From 1917, he worked a few years with Niels Bohr in the University of Copenhagen and received his doctoral degree at the University College of Stockholm (now Stockholm University) in 1921. In 1923, he received a professorship at University of Michigan in Ann Arbor and moved there with his recently wedded wife, Gerda Koch from Denmark. Klein returned to Copenhagen in 1925, spent some time with Paul Ehrenfest in Leiden, then became docent at Lund University in 1926 and in 1930 accepted the offer of the professorial chair in physics at the Stockholm University College, which had previously been held by Erik Ivar Fredholm until his death in 1927. Klein was awarded the Max Planck Medal in 1959. He retired as professor emeritus in 1962.

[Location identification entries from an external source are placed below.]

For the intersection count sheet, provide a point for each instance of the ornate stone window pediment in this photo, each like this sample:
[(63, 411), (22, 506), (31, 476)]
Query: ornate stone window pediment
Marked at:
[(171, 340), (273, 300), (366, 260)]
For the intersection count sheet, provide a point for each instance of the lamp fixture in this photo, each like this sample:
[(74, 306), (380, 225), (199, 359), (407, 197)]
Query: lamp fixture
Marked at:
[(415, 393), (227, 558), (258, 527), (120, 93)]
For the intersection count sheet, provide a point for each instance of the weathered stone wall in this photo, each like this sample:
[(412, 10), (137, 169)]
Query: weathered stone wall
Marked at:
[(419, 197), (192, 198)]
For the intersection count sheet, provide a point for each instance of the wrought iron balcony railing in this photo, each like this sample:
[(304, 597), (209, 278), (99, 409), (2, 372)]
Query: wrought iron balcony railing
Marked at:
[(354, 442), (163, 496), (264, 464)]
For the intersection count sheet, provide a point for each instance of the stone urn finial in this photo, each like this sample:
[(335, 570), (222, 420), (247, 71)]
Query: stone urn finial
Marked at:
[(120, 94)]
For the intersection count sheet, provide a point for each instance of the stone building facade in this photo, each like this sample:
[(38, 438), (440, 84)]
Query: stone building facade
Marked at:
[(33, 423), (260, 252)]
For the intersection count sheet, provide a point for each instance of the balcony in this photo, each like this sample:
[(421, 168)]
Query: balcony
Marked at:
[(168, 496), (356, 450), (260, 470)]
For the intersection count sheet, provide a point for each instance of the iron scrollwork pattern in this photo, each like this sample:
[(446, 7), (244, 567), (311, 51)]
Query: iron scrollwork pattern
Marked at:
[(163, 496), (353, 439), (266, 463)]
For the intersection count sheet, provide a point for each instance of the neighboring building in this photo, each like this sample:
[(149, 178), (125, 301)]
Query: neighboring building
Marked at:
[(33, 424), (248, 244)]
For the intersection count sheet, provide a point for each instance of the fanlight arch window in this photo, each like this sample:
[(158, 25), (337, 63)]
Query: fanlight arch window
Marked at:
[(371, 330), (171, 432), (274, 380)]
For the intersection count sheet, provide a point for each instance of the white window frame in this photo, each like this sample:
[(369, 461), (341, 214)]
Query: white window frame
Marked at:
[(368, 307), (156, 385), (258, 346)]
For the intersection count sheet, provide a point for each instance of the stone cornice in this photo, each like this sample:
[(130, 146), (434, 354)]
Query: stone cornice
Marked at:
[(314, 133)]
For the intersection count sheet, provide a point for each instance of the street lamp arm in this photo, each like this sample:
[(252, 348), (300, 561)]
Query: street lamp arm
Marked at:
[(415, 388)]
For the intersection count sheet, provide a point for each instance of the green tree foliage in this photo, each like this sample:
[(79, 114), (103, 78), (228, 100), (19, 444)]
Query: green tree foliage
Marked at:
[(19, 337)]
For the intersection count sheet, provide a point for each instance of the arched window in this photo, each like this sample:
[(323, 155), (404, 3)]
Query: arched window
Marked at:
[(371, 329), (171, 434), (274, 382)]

In 1938, he proposed a boson-exchange model for charge-charging weak interactions (radioactive decay), a few years after a similar proposal by Hideki Yukawa. His model was based on a local isotropic gauge symmetry and anticipated the later successful theory of Yang–Mills.
Oskar Klein died on 5 February 1977 in Stockholm, Sweden.[7][2]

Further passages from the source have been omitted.